Escritórios de grilagem auto-denominados “corretoras” correm contra o tempo para ajustar em campo novos limites de áreas griladas. Áreas de 500hectares são travestidas para 1.125 ou 1.124,90, para não deixar margem para outras interpretações.
Quem olhar para o que ocorreu na região nos setenta e hoje vê o que ocorre poderia pensar que a história se repete. Se a repetição histórica é uma fraude, o que ocorre na região nada mais é do que isso. Com uma diferença: os militares mentiam na suas intenções, mas não faziam delas nenhum discurso bonito como “plantar um bilhão de árvores”.
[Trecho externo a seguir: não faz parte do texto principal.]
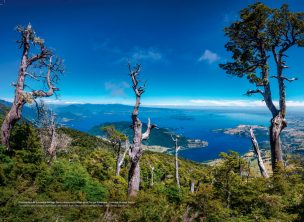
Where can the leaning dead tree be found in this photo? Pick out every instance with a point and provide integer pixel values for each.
(258, 154)
(37, 63)
(259, 35)
(136, 150)
(120, 145)
(176, 148)
(50, 138)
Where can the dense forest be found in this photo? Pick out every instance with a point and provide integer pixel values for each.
(52, 173)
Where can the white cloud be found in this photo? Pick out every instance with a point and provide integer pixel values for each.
(146, 54)
(241, 103)
(116, 89)
(209, 56)
(140, 54)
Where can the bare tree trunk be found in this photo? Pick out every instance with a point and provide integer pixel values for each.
(177, 169)
(136, 150)
(28, 38)
(177, 148)
(277, 125)
(192, 186)
(133, 178)
(10, 120)
(117, 171)
(258, 154)
(120, 158)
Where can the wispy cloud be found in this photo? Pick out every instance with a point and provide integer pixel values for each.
(147, 54)
(116, 89)
(241, 103)
(209, 57)
(138, 55)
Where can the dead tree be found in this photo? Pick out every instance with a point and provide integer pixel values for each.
(121, 158)
(192, 186)
(152, 174)
(261, 34)
(136, 150)
(177, 148)
(117, 139)
(258, 154)
(43, 59)
(50, 139)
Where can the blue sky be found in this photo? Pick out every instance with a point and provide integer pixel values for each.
(179, 44)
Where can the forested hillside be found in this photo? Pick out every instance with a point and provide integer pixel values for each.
(85, 171)
(50, 172)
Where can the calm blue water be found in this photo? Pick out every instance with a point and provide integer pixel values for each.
(196, 124)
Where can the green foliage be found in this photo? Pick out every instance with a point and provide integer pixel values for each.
(86, 172)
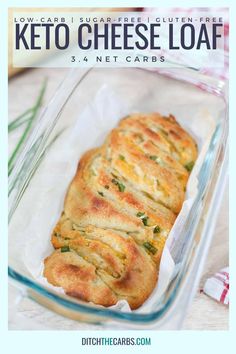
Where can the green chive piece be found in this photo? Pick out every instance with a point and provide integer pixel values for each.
(144, 218)
(122, 157)
(150, 247)
(57, 234)
(120, 185)
(189, 166)
(65, 249)
(157, 229)
(145, 221)
(140, 214)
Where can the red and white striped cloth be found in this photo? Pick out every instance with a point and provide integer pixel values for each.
(217, 286)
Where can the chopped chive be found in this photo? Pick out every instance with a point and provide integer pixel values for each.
(65, 249)
(57, 234)
(189, 166)
(122, 157)
(150, 247)
(144, 218)
(145, 221)
(139, 214)
(157, 229)
(120, 185)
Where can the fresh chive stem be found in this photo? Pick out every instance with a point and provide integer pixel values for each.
(21, 119)
(34, 110)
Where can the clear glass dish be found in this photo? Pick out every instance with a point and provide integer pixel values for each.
(77, 90)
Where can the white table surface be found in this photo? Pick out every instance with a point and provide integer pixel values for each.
(203, 314)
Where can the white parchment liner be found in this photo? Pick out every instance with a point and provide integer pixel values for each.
(90, 130)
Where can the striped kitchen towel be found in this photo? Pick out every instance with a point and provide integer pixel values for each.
(217, 286)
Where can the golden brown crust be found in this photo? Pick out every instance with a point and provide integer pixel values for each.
(119, 209)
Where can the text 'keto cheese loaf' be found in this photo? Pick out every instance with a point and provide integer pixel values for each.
(119, 210)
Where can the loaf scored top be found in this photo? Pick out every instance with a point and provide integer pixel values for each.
(119, 210)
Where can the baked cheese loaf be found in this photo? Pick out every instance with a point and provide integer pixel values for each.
(119, 210)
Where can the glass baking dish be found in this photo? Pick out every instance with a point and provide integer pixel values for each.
(185, 90)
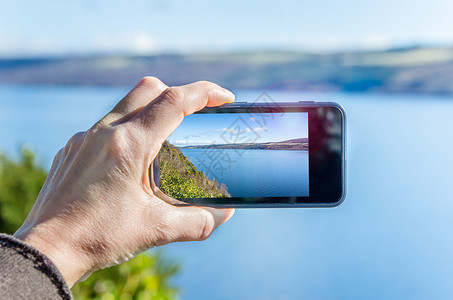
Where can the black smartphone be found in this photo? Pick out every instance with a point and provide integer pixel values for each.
(256, 155)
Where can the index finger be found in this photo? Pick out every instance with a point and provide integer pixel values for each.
(162, 116)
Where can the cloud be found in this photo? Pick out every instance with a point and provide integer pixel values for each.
(130, 42)
(246, 130)
(140, 42)
(181, 143)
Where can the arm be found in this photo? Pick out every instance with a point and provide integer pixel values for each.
(96, 208)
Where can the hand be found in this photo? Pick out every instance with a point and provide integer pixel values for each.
(97, 208)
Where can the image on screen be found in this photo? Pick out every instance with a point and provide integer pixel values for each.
(237, 155)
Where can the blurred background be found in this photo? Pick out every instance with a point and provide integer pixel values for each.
(63, 65)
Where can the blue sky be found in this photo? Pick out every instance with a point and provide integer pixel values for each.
(205, 129)
(52, 27)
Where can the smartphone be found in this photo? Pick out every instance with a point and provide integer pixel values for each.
(246, 155)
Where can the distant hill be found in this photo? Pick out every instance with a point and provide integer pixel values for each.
(408, 70)
(294, 144)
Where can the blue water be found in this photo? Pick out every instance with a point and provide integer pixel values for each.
(390, 239)
(255, 173)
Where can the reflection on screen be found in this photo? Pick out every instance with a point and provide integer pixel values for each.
(237, 155)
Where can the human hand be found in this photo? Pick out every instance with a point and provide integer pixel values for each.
(96, 207)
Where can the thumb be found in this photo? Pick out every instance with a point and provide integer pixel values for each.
(190, 223)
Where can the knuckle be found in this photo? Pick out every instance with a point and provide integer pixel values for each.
(174, 96)
(116, 139)
(206, 227)
(151, 82)
(205, 84)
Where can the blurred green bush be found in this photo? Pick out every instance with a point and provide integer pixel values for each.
(148, 276)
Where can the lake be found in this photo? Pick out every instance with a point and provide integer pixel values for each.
(255, 173)
(390, 239)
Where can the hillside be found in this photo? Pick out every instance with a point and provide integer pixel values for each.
(294, 144)
(179, 178)
(409, 70)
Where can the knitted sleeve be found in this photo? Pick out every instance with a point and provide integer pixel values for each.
(25, 273)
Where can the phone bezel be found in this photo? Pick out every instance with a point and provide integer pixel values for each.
(327, 156)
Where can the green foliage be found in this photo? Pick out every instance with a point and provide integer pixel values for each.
(179, 178)
(20, 183)
(147, 276)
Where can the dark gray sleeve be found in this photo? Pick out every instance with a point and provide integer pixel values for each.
(25, 273)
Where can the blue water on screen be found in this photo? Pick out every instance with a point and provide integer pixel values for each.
(390, 239)
(255, 173)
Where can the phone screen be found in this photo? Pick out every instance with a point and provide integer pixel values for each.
(237, 155)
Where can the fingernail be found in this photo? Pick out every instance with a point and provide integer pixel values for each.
(229, 95)
(228, 213)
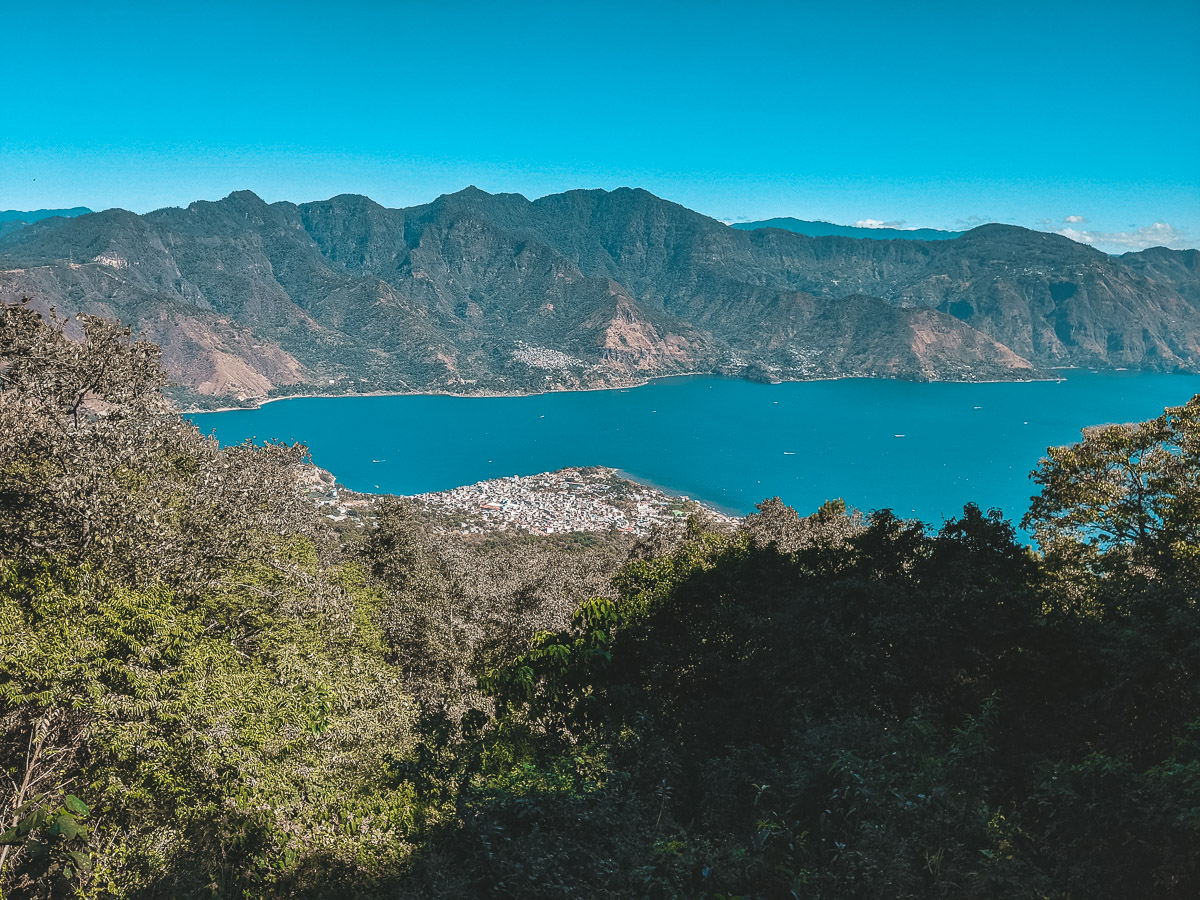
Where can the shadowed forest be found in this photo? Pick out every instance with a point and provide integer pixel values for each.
(209, 691)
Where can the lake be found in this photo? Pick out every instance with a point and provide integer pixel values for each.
(919, 449)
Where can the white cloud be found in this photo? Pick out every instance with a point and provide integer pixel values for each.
(1161, 234)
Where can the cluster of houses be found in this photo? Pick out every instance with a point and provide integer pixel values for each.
(593, 499)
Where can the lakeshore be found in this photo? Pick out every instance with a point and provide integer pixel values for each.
(484, 394)
(922, 449)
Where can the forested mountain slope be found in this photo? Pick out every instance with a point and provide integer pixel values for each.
(479, 292)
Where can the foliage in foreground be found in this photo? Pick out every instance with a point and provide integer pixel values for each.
(204, 694)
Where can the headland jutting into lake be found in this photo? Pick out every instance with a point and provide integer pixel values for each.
(922, 449)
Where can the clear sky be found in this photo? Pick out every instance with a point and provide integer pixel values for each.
(1055, 115)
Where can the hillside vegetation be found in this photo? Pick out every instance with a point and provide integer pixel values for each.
(204, 691)
(477, 292)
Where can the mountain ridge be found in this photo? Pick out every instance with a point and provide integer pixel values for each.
(819, 228)
(477, 292)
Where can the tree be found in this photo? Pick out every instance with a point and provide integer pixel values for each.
(96, 466)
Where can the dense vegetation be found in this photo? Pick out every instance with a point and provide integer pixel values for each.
(477, 292)
(204, 691)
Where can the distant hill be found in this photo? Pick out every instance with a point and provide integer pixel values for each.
(826, 229)
(477, 292)
(12, 220)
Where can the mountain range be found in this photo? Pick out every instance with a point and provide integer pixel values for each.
(495, 293)
(827, 229)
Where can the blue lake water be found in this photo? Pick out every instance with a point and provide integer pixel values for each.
(919, 449)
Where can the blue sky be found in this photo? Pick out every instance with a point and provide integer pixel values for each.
(919, 113)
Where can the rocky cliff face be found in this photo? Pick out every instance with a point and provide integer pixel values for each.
(479, 292)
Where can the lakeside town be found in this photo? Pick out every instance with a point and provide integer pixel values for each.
(591, 498)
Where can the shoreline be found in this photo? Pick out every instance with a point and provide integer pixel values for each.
(497, 395)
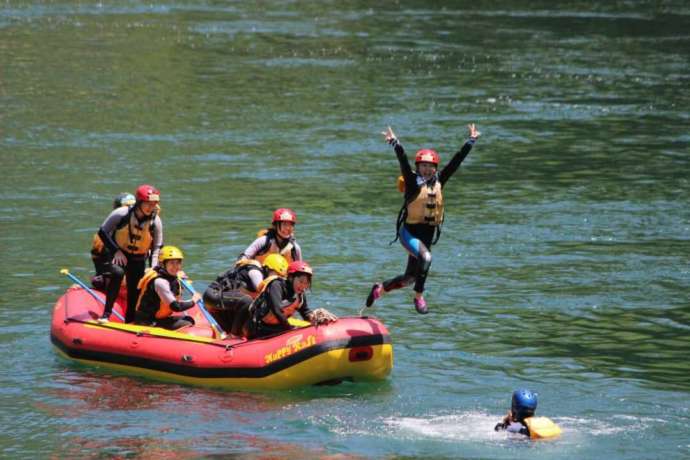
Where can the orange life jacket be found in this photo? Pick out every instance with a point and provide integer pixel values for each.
(148, 294)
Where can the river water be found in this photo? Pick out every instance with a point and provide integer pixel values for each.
(563, 265)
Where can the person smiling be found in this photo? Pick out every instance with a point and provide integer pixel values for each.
(278, 239)
(161, 293)
(279, 299)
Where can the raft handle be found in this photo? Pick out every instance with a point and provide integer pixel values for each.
(364, 353)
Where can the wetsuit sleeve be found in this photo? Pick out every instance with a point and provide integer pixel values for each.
(157, 240)
(254, 248)
(304, 310)
(255, 278)
(274, 300)
(411, 187)
(108, 227)
(454, 163)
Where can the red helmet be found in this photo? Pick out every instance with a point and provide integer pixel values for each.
(300, 266)
(427, 156)
(284, 215)
(147, 193)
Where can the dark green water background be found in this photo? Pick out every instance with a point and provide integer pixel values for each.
(563, 266)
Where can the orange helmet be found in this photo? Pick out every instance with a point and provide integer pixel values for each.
(147, 192)
(300, 267)
(427, 156)
(284, 215)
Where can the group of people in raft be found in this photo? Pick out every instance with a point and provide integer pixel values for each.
(268, 282)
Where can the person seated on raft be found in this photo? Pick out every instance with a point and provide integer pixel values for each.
(521, 420)
(98, 281)
(278, 300)
(228, 298)
(161, 293)
(278, 239)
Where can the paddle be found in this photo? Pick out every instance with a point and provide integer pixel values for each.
(217, 331)
(64, 271)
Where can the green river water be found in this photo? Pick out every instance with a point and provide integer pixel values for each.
(564, 264)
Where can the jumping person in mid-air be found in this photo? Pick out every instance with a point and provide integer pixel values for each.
(421, 216)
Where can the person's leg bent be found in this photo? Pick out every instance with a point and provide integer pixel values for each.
(135, 271)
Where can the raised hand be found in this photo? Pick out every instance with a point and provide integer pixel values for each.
(473, 131)
(389, 135)
(119, 258)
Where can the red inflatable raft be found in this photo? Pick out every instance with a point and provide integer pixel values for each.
(352, 348)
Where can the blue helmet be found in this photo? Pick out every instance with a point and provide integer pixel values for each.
(524, 403)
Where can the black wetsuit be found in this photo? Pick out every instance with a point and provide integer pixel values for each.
(227, 297)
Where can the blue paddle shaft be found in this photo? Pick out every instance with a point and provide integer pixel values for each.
(216, 327)
(93, 294)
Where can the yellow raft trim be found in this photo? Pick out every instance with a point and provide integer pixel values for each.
(331, 365)
(167, 333)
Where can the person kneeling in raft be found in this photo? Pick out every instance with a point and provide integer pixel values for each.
(421, 216)
(229, 297)
(161, 293)
(521, 419)
(279, 299)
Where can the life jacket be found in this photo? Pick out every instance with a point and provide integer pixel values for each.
(149, 301)
(129, 235)
(271, 247)
(424, 208)
(260, 305)
(541, 427)
(427, 206)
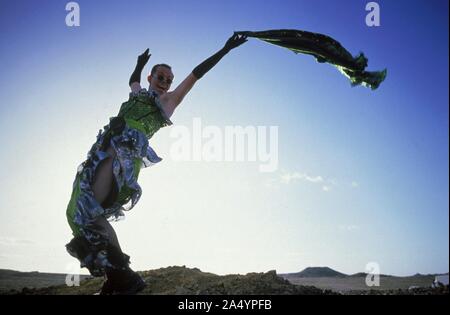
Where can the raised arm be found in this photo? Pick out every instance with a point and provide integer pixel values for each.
(135, 79)
(172, 99)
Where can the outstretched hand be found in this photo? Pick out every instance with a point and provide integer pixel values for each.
(143, 58)
(235, 40)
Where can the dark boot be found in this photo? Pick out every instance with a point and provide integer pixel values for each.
(120, 278)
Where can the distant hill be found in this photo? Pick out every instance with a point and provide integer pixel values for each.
(186, 281)
(318, 272)
(16, 280)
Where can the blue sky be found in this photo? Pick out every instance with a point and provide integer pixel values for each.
(382, 155)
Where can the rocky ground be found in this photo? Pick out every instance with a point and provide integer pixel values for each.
(177, 280)
(182, 280)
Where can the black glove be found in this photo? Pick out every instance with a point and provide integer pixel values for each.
(142, 61)
(233, 42)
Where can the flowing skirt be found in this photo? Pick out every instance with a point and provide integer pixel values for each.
(133, 152)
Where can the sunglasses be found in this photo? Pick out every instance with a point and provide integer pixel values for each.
(161, 79)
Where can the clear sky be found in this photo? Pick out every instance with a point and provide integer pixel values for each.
(362, 177)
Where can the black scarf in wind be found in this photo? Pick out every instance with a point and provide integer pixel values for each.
(324, 49)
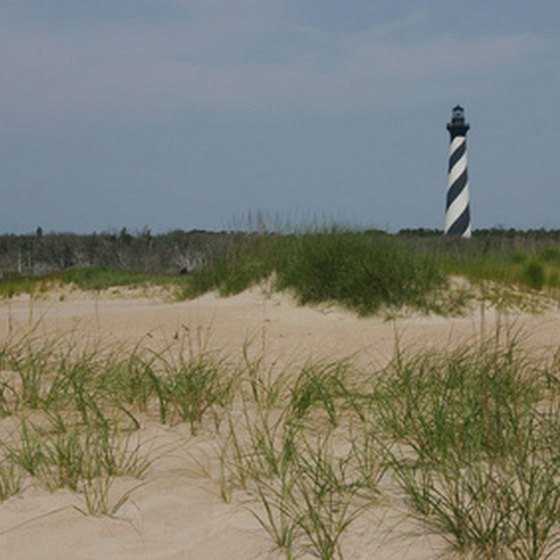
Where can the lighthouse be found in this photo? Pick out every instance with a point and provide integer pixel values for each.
(457, 215)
Os indígenas em Roraima e da região do Xingu parecem que acordaram e estão numa luta ferrenha de defesa de seus territórios. A grande mídia, parte desse processo de entrega, só aborda essas lutas para criminalizá-las.
Está passando da hora dos brasileiros não-amazônidas acordarem para o quem vem acontecendo na região. Há pouco menos de dois anos por aqui, estou impressionado com o profundo silêncio nacional com fatos tão graves que a cada dia se sucedem.
Cândido Cunha, Eng. Agrônomo, Santarém, Pará - com especial agradecimento aos autores do livro Amazônia Revelada - Os descaminhos ao longo da BR-163.